08 de julho de 2026
Política

Ação quer obrigar Estado a custear HB

Nélson Gonçalves
| Tempo de leitura: 3 min

O Ministério Público do Estado de São Paulo (MP) ingressou com ação civil pública para obrigar o governo paulista a pagar, todo mês, as despesas de custeio, manutenção e consumo do Hospital de Base (HB). A ação de obrigação de fazer quer evitar a insolvência da Associação Hospitalar de Bauru (AHB), garantir o funcionamento de sua principal unidade e buscar a recuperação física e do parque tecnológico do Base.

A medida judicial registrada no início da noite de ontem na 1ª Vara da Fazenda Pública de Bauru tem pedido de tutela antecipada (liminar) sustentada pelos promotores públicos Fernando Masseli Helene e José Carlos Carneiro de Oliveira. As áreas de Cidadania e Fundações do MP buscam a concordância do Judiciário para a realização de aportes financeiros regulares de R$ 3 milhões.

O valor é a referência inicial utilizada pela Promotoria Pública na tentativa de obrigar a Secretaria Estadual de Saúde a garantir a cobertura de custos de consumo e manutenção operacional, independentemente do faturamento de serviços realizados pelo Hospital de Base através de convênio do Sistema Único de Saúde (SUS).

A medida judicial pleiteia que se obrigue o Estado a realizar aportes enquanto perdurar a crise financeira que tomou proporções gigantescas, com dívidas que somam mais de R$ 90 milhões. A crise ganhou as ruas na Operação Odontoma, deflagrada em outubro de 2009 pela Polícia Federal e Promotorias Estadual e Federal, que culminou com prisões temporárias para estancar fraudes em faturamentos.

A ação civil pública pode funcionar como única forma de exigir que o Estado estanque os problemas do Hospital de Base e evite a dissolução da AHB. Até porque, neste caso, o próprio Estado é quem assumiria todas as dívidas da associação. A entidade está sob interdição judicial desde a investigação de irregularidades abertas contra a gestão anterior, que tinha Joseph Saab na presidência.

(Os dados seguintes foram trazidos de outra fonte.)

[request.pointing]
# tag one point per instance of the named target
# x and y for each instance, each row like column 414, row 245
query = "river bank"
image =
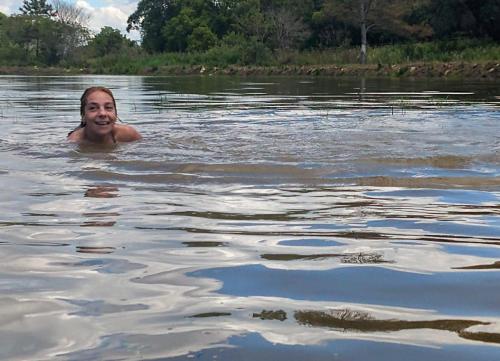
column 452, row 70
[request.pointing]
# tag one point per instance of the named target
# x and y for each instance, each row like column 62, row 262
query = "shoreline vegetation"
column 425, row 38
column 447, row 70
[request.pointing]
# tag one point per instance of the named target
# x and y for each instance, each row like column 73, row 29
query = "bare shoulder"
column 75, row 136
column 126, row 133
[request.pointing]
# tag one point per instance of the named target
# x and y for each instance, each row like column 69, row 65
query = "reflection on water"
column 259, row 218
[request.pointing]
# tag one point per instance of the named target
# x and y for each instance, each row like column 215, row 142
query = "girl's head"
column 84, row 101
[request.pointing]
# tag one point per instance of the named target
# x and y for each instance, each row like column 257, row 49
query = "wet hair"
column 85, row 95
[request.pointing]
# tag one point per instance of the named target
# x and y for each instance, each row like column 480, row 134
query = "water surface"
column 259, row 218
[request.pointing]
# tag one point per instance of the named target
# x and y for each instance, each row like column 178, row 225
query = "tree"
column 287, row 29
column 70, row 13
column 451, row 18
column 108, row 41
column 37, row 8
column 388, row 16
column 149, row 18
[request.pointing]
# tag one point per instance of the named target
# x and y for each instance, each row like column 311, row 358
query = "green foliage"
column 221, row 33
column 201, row 39
column 37, row 8
column 108, row 41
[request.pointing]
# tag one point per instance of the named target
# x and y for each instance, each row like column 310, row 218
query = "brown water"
column 259, row 219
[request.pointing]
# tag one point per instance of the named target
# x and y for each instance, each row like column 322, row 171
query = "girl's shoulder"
column 126, row 133
column 75, row 135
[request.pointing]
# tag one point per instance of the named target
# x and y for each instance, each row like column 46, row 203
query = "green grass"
column 456, row 50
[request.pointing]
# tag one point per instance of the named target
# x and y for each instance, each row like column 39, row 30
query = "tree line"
column 56, row 33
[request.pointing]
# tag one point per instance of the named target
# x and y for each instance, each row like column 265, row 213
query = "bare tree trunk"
column 363, row 12
column 365, row 6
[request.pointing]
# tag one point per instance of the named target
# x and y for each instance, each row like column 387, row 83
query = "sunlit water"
column 258, row 219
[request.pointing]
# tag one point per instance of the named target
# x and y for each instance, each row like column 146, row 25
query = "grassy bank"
column 461, row 58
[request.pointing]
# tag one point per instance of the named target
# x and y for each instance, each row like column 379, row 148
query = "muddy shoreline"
column 451, row 70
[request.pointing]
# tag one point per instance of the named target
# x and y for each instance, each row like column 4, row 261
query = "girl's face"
column 100, row 113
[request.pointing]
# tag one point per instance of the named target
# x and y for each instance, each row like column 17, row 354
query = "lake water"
column 258, row 219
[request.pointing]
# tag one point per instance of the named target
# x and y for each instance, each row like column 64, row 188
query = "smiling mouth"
column 102, row 122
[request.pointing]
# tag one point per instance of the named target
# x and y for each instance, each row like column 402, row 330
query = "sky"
column 112, row 13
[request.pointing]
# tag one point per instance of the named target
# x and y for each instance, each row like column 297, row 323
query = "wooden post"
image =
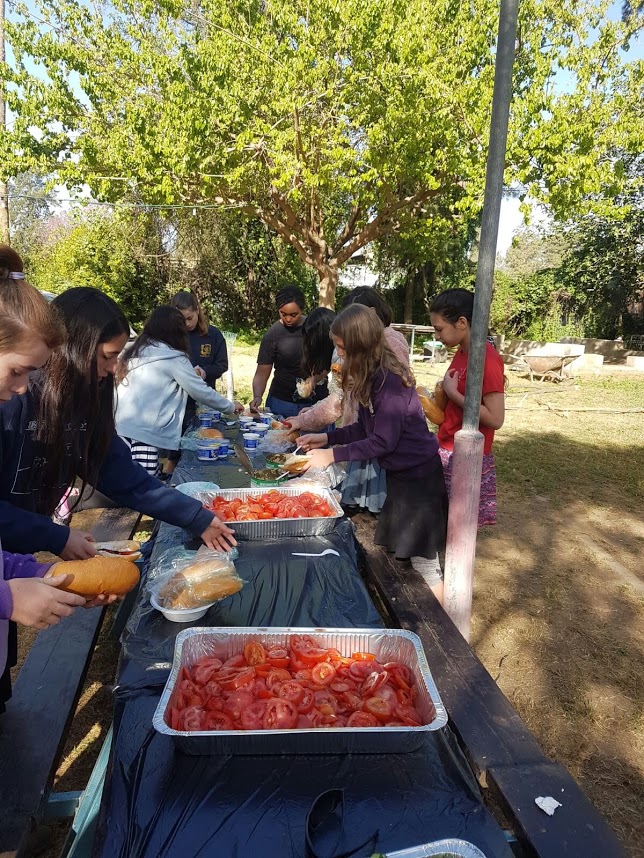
column 467, row 463
column 467, row 460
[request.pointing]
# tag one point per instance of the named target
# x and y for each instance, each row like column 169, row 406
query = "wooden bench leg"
column 81, row 838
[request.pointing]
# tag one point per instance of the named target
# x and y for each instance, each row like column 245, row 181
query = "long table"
column 159, row 802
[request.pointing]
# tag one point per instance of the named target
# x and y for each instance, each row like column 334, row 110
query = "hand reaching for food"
column 320, row 459
column 311, row 442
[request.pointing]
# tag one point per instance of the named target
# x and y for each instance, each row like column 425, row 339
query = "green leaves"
column 304, row 113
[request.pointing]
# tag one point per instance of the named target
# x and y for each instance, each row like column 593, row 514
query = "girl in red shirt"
column 451, row 316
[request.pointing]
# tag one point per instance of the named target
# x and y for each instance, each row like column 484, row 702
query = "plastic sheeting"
column 160, row 803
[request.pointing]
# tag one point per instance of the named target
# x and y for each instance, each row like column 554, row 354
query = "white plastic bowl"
column 180, row 615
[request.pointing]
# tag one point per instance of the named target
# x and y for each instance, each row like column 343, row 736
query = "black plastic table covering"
column 160, row 803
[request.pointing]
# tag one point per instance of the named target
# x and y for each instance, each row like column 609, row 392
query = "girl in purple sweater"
column 391, row 428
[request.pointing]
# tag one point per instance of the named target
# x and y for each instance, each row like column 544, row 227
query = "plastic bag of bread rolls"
column 194, row 581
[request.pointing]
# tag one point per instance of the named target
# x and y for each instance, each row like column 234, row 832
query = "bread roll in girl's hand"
column 109, row 576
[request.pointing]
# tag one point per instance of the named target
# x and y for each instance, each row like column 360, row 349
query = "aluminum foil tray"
column 282, row 527
column 386, row 645
column 442, row 848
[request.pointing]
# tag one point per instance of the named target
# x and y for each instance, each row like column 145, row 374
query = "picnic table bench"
column 35, row 726
column 502, row 752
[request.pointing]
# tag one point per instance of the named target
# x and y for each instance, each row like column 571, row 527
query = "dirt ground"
column 558, row 614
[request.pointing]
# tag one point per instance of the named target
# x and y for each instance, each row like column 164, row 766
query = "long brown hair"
column 189, row 301
column 75, row 407
column 367, row 351
column 24, row 312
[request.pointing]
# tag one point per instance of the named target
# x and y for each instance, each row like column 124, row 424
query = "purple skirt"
column 487, row 501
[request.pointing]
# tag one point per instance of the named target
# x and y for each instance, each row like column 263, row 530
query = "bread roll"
column 200, row 584
column 109, row 576
column 432, row 412
column 209, row 433
column 129, row 548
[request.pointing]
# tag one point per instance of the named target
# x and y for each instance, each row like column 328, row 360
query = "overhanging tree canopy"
column 335, row 122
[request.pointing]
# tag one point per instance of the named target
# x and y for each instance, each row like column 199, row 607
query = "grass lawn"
column 558, row 616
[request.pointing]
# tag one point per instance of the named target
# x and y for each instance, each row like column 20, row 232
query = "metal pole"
column 5, row 235
column 468, row 442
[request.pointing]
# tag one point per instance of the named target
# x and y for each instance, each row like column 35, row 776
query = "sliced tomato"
column 372, row 682
column 276, row 676
column 244, row 677
column 362, row 719
column 306, row 703
column 204, row 669
column 379, row 708
column 279, row 715
column 291, row 690
column 310, row 655
column 252, row 716
column 254, row 653
column 323, row 673
column 193, row 718
column 326, row 698
column 175, row 718
column 361, row 669
column 219, row 721
column 234, row 661
column 237, row 701
column 352, row 701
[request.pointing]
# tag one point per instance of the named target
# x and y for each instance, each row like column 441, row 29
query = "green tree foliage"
column 335, row 122
column 114, row 251
column 235, row 266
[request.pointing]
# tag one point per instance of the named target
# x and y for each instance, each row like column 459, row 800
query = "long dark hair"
column 189, row 301
column 452, row 304
column 368, row 297
column 75, row 407
column 164, row 325
column 317, row 347
column 24, row 312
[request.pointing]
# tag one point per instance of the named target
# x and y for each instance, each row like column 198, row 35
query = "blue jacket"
column 26, row 527
column 151, row 400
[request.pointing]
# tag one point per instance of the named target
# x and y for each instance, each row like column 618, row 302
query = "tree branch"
column 347, row 232
column 382, row 222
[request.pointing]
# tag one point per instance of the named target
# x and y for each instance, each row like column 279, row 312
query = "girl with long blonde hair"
column 391, row 428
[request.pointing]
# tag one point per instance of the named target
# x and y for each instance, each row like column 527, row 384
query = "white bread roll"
column 109, row 576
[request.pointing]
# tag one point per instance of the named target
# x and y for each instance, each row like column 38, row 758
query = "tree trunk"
column 5, row 236
column 329, row 276
column 409, row 299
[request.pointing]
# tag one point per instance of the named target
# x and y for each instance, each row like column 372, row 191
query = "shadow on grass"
column 554, row 465
column 571, row 630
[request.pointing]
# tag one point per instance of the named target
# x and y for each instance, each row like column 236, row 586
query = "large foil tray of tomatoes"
column 289, row 521
column 330, row 726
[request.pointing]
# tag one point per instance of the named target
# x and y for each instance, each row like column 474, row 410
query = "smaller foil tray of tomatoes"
column 275, row 513
column 306, row 691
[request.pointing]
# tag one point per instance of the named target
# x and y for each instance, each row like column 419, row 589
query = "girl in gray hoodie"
column 157, row 379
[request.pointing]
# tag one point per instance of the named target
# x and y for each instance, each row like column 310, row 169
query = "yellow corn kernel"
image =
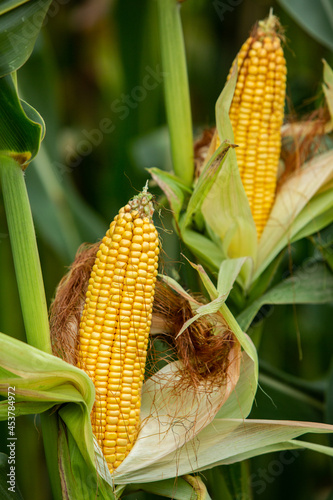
column 115, row 325
column 258, row 108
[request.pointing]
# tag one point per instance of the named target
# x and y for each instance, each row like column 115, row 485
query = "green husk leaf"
column 21, row 127
column 301, row 198
column 5, row 493
column 178, row 489
column 206, row 250
column 174, row 189
column 328, row 87
column 228, row 273
column 317, row 215
column 316, row 18
column 310, row 285
column 205, row 182
column 238, row 480
column 176, row 89
column 20, row 24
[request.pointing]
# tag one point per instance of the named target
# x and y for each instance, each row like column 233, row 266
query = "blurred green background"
column 96, row 78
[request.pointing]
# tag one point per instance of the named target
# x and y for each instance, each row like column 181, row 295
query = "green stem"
column 31, row 289
column 25, row 254
column 176, row 88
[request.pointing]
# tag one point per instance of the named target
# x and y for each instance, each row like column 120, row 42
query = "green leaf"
column 21, row 127
column 25, row 254
column 305, row 196
column 206, row 250
column 79, row 478
column 317, row 215
column 176, row 89
column 20, row 23
column 205, row 182
column 311, row 285
column 227, row 213
column 8, row 490
column 174, row 189
column 238, row 481
column 328, row 87
column 316, row 18
column 229, row 270
column 178, row 489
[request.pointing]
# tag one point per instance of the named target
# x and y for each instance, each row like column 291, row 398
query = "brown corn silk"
column 207, row 348
column 115, row 324
column 256, row 115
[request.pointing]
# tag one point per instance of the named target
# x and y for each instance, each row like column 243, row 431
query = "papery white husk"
column 171, row 417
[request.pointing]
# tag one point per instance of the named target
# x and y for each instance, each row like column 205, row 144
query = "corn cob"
column 256, row 115
column 115, row 324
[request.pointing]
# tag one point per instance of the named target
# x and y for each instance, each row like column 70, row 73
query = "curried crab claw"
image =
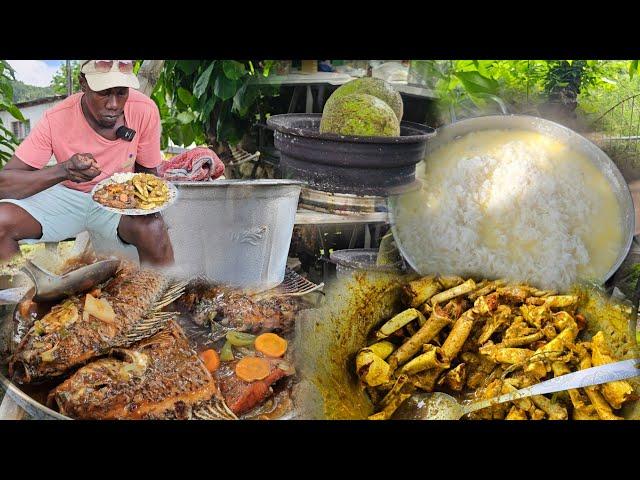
column 399, row 321
column 432, row 358
column 454, row 292
column 397, row 395
column 419, row 291
column 372, row 369
column 561, row 301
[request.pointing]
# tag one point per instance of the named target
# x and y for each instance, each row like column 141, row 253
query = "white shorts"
column 63, row 213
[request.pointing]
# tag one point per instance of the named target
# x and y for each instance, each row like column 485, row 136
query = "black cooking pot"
column 348, row 164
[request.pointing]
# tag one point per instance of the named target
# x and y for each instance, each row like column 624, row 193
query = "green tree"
column 212, row 102
column 23, row 92
column 8, row 142
column 517, row 86
column 59, row 80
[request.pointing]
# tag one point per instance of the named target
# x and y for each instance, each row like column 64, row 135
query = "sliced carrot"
column 211, row 359
column 250, row 369
column 25, row 308
column 271, row 345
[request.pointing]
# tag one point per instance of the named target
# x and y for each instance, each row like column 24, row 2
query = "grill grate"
column 294, row 285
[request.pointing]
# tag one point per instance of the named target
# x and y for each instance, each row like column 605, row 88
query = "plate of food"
column 134, row 193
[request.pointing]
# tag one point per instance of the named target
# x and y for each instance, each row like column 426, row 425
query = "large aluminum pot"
column 619, row 186
column 235, row 232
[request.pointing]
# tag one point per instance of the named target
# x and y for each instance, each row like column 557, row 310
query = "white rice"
column 514, row 205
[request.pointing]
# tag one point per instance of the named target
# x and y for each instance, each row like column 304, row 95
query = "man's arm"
column 19, row 180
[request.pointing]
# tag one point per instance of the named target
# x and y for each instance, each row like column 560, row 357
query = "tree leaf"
column 15, row 112
column 233, row 69
column 225, row 88
column 208, row 107
column 186, row 117
column 185, row 96
column 244, row 98
column 475, row 82
column 188, row 66
column 203, row 81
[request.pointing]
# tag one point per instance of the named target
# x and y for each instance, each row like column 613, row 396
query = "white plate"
column 123, row 178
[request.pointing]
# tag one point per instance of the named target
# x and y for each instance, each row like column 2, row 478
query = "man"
column 52, row 204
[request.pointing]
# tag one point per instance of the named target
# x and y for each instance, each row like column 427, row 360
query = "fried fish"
column 84, row 327
column 160, row 377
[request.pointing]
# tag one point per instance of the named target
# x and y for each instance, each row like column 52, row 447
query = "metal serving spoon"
column 51, row 287
column 440, row 406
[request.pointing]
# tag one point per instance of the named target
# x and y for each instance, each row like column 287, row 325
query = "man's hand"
column 81, row 167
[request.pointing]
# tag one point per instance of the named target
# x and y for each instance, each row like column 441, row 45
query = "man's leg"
column 52, row 215
column 15, row 224
column 148, row 233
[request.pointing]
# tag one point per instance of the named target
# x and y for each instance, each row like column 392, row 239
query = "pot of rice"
column 515, row 197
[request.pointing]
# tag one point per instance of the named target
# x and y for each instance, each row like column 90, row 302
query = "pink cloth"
column 199, row 164
column 63, row 131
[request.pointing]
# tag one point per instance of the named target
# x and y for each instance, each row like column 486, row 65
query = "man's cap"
column 104, row 80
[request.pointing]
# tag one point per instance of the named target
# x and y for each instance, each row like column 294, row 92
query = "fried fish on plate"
column 160, row 377
column 84, row 327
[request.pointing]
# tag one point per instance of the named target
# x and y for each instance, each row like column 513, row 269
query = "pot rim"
column 280, row 124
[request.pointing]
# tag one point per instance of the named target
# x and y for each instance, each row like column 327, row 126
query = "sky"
column 35, row 72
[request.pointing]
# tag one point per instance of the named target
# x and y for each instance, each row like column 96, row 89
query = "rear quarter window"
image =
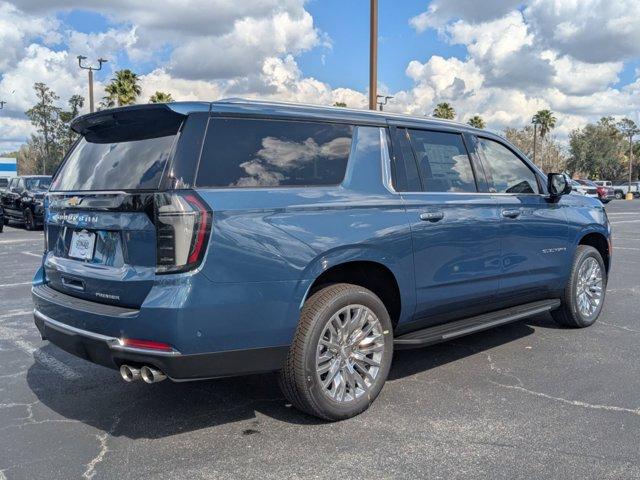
column 273, row 153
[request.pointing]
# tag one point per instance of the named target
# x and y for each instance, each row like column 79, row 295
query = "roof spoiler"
column 136, row 122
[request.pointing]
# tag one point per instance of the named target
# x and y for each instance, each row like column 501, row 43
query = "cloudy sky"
column 502, row 59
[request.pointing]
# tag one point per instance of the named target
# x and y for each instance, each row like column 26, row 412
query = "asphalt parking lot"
column 527, row 400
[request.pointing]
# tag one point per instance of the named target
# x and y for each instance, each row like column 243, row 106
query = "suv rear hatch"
column 109, row 229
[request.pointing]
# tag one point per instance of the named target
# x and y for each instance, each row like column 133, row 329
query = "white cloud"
column 589, row 30
column 441, row 12
column 252, row 39
column 17, row 31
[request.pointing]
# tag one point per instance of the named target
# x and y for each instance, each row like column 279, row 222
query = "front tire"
column 341, row 353
column 584, row 294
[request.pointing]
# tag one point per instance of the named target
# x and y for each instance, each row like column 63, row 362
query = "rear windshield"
column 131, row 165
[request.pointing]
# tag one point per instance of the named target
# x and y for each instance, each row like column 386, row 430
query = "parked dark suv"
column 201, row 240
column 23, row 200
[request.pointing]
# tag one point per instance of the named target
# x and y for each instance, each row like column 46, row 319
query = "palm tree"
column 545, row 121
column 629, row 129
column 444, row 110
column 122, row 90
column 160, row 97
column 476, row 121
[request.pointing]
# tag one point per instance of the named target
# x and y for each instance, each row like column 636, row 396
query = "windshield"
column 129, row 165
column 37, row 183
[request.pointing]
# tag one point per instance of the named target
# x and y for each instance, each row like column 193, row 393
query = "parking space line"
column 15, row 313
column 6, row 242
column 41, row 357
column 14, row 284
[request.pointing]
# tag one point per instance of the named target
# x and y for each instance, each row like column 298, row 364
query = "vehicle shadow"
column 101, row 399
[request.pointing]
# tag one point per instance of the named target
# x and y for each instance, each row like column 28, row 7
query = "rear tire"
column 341, row 353
column 585, row 292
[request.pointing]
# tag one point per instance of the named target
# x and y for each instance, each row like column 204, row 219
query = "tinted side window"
column 443, row 161
column 271, row 153
column 406, row 177
column 507, row 173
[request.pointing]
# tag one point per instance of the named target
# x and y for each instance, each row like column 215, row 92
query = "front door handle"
column 511, row 213
column 434, row 216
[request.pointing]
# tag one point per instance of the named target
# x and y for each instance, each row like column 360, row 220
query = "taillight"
column 183, row 223
column 146, row 344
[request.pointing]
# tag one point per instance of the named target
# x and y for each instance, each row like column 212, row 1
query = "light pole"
column 534, row 120
column 373, row 56
column 91, row 70
column 383, row 101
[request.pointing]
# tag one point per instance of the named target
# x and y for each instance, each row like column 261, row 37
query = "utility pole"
column 383, row 101
column 535, row 136
column 91, row 70
column 373, row 56
column 630, row 158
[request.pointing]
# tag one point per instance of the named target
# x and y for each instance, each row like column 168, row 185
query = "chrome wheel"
column 589, row 289
column 349, row 353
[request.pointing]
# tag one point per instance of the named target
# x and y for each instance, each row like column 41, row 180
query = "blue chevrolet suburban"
column 201, row 240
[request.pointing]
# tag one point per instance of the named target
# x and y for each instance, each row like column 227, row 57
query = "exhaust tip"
column 151, row 375
column 129, row 374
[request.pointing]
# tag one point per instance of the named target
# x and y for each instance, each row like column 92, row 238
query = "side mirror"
column 558, row 184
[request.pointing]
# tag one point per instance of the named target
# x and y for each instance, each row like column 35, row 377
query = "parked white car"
column 579, row 189
column 622, row 188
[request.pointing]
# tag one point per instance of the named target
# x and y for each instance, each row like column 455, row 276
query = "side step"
column 448, row 331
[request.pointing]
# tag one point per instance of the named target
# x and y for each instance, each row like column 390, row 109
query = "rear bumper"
column 108, row 350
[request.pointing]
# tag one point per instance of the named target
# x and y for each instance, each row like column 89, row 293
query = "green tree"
column 122, row 90
column 552, row 150
column 444, row 110
column 597, row 150
column 44, row 117
column 161, row 97
column 629, row 129
column 476, row 121
column 546, row 122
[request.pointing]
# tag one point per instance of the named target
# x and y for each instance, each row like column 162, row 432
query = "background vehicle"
column 621, row 188
column 23, row 200
column 604, row 183
column 234, row 237
column 579, row 188
column 605, row 194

Nas condições atuais, a entidade praticamente é compelida a honrar débitos fiscais escoando recursos do faturamento vindo de serviços obtidos do SUS. A ação direciona o aporte, se concedido, para despesas gerais, prestação de serviços de terceiros e consumo, além de buscar a condenação do poder público estadual a investir em instalações físicas e no parque tecnológico do HB. Uma perícia é solicitada na ação para levantar onde e como devem ser canalizados os investimentos.

Até o início deste ano, a Secretaria Estadual de Saúde tentava minimizar as dificuldades na AHB com a remessa extra-orçamentária (fora do faturamento) de R$ 500 mil/mês. Mas a ajuda não prosseguiu, o que agravou ainda mais a já limitada capacidade do Hospital de Base de manter serviços básicos de saúde. Em razão da medida judicial ter sido registrada na Vara da Fazenda Pública ainda no início da noite de ontem, não foi possível contatar representante da Secretaria Estadual de Saúde para falar sobre o assunto.

Enquanto a ação tenta estancar a crise e permitir o retorno satisfatório de serviços para os usuários, a crise na AHB está sendo apurada em outras instâncias. A Polícia Federal ainda investiga denúncias de irregularidades com fraude em serviços do setor de bucomaxilo e a Procuradoria da República aguarda posicionamento da Justiça Federal para protocolo de ação civil pública que busca a devolução de R$ 4 milhões utilizados por Joseph Saab para quitar sua condenação pessoal com o Tribunal de Contas da União, se valendo de empréstimo da AHB junto à CEF.